The benefits of regular exercise is well known. However, new research shows that a certain amount of moderate exercise every week can actually cut down the risk of cancer. A new study published by the American College of Sports Medicine has found that the likelihood of cancer in the US is more likely in people who lead inactive lives. The paper, Proportion Of Cancer Cases Attributable To Physical Inactivity By US State, 2013-2016, states that mild exercise of only 45 minutes a day can prevent cancer.
The researchers analysed the physical activity habits of 600,000 American women and men, as well as cancer occurence in every state. They concluded that the country could avoid over 46,000 cancer cases each year if people led more active lives. And this could be something as simple as walking 45 minutes every day.
Also Read: The perfect fitness gifting guide for Christmas
The connection between physical inactivity and the likelihood of developing cancer, the study finds, is a high one. Other studies in the recent past have also reached similar conclusions. A 2020 study found that daily exercise can increase the activity of certain types of immune cells—called Cytotoxic T-cells—that target cancer cells.

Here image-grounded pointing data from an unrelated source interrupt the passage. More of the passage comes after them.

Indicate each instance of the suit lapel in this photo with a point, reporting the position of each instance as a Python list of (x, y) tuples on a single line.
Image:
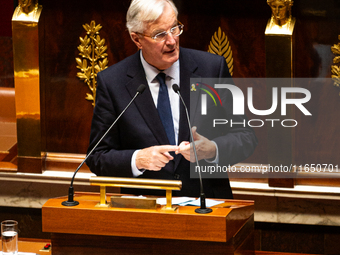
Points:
[(144, 102), (187, 70)]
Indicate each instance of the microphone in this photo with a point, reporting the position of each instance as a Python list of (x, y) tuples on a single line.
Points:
[(203, 208), (70, 201)]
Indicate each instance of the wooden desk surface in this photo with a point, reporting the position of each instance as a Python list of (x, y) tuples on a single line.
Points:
[(33, 245), (182, 224)]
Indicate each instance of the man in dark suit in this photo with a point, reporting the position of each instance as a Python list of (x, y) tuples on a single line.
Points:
[(141, 144)]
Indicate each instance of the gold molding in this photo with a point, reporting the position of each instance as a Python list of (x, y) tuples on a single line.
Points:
[(336, 68), (219, 45), (92, 49)]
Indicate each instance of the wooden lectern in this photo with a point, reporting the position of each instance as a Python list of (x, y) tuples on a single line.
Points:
[(87, 229)]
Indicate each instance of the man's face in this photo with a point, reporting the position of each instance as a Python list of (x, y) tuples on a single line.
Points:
[(159, 54), (25, 3), (279, 9)]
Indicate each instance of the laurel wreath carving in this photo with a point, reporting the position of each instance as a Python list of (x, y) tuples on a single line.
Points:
[(93, 50), (336, 68), (219, 45)]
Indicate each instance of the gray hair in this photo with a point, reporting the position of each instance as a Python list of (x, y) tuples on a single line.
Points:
[(144, 11)]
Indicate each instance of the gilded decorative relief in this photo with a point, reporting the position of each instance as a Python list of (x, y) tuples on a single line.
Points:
[(336, 68), (219, 45), (281, 21), (92, 49)]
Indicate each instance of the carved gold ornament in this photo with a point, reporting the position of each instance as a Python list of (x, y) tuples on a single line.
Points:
[(336, 68), (91, 49), (219, 45)]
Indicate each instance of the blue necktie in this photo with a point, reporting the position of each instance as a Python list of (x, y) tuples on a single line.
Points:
[(164, 109)]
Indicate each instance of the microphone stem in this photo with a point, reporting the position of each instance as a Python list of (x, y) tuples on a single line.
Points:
[(70, 201), (194, 147), (107, 131)]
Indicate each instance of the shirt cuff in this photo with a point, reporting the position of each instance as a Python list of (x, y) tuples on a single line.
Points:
[(215, 161), (135, 171)]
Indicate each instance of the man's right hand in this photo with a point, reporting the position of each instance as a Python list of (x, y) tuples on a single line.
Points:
[(155, 157)]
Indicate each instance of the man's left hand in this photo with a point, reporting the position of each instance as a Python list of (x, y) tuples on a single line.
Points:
[(205, 148)]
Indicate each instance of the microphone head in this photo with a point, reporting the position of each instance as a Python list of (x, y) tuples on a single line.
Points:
[(175, 88), (141, 88)]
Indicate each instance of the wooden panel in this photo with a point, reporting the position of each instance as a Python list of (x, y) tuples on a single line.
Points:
[(84, 229), (183, 224)]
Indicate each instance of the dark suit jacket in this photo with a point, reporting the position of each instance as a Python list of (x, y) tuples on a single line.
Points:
[(141, 127)]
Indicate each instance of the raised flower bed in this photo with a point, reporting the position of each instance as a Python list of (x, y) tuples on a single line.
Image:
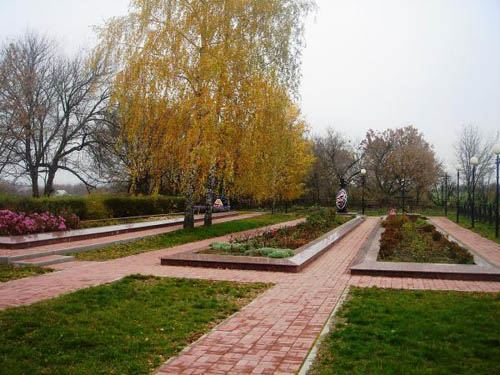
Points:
[(410, 246), (281, 243), (318, 234), (15, 223), (410, 238)]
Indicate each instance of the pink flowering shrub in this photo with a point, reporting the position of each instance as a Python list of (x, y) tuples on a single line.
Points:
[(13, 223)]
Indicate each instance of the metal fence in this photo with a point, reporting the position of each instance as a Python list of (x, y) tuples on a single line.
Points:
[(484, 212)]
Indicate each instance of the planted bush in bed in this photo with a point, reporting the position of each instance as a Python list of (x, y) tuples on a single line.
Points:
[(280, 243), (412, 239)]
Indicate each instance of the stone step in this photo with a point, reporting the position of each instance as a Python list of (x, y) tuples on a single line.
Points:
[(45, 260)]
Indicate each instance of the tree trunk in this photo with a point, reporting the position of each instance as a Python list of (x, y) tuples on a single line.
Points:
[(49, 186), (34, 184), (209, 198), (189, 210)]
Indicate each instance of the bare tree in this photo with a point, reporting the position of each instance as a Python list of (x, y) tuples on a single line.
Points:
[(50, 107), (470, 142), (336, 158)]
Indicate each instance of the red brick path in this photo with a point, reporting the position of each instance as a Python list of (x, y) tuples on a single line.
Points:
[(272, 335), (486, 248)]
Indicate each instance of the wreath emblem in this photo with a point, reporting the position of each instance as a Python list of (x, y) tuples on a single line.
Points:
[(341, 200)]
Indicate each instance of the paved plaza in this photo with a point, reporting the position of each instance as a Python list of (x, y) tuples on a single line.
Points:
[(274, 333)]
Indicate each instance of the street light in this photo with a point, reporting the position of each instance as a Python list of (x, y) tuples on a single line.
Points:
[(363, 176), (446, 175), (474, 162), (458, 166), (496, 150), (403, 181)]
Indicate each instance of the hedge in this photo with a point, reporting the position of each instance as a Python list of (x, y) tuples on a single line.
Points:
[(95, 207)]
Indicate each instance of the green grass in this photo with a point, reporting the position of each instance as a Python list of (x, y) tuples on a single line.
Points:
[(431, 211), (413, 332), (128, 327), (182, 236), (9, 272), (484, 229), (415, 240), (107, 222)]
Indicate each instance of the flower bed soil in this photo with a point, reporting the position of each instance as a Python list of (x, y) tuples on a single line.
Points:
[(280, 243), (412, 239)]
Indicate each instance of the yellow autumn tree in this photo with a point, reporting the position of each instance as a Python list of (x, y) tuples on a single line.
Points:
[(276, 156), (195, 61)]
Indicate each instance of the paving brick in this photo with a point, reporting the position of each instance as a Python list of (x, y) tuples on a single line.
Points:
[(273, 334)]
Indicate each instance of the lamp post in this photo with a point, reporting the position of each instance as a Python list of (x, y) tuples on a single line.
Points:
[(445, 198), (458, 191), (363, 176), (474, 161), (496, 150)]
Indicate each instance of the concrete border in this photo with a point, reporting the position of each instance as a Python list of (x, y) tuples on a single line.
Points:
[(33, 240), (366, 264), (302, 258)]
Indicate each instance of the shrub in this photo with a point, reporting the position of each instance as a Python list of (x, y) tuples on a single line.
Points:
[(138, 206), (428, 228), (224, 246), (12, 223), (95, 206), (322, 218), (436, 236), (270, 252), (281, 253)]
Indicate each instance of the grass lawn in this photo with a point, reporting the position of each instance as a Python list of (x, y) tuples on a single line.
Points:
[(9, 272), (484, 229), (182, 236), (387, 331), (128, 327)]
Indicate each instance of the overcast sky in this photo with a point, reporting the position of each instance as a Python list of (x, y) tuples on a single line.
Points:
[(374, 64)]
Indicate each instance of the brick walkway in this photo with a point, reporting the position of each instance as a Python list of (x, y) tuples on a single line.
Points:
[(273, 334), (488, 249)]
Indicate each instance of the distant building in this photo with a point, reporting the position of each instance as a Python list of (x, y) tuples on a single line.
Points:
[(60, 193)]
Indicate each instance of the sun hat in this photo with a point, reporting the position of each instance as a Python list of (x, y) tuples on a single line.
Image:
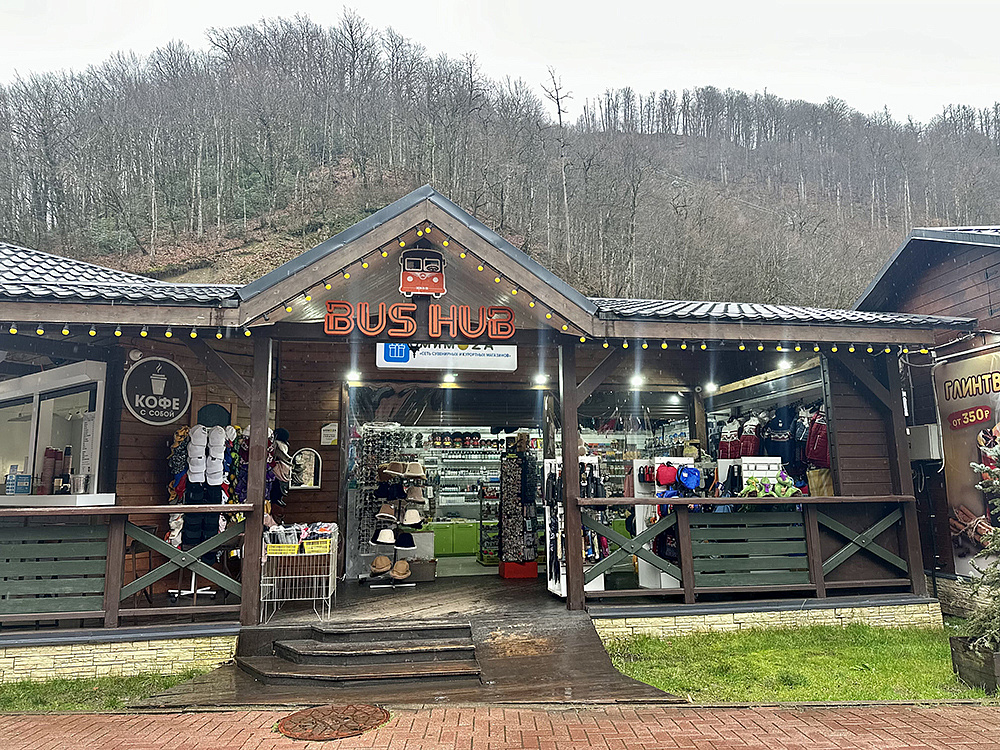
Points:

A 2016 study, Association Of Leisure-Time Physical Activity With Risk Of 26 Types Of Cancer In 1.44 Million Adults, found that the risks of developing at least 13 types of cancer substantially drops with regular physical activity. A separate report stated that the drop in cancer incidence in active adults can be as high as 69%.
According to the new study, stomach cancer is the one most associated with physical inactivity. The researchers point out that though many active people do indeed develop cancer, the risk can still be sufficiently reduced. Ultimately, choosing to go for a long walk every day increases our odds of resisting a disease that is extremely complex. The study calls for people to devote at least 300 hours a week to moderate exercise, a goal that shouldn’t be difficult to achieve for most people.
Also Read: How to set your fitness goals for 2022
Since the covid-19 pandemic hit worldwide last year, more and more people have become interested in finding ways to remain fit and active. This new research, then, comes at the right time, giving us yet another great reason to be active.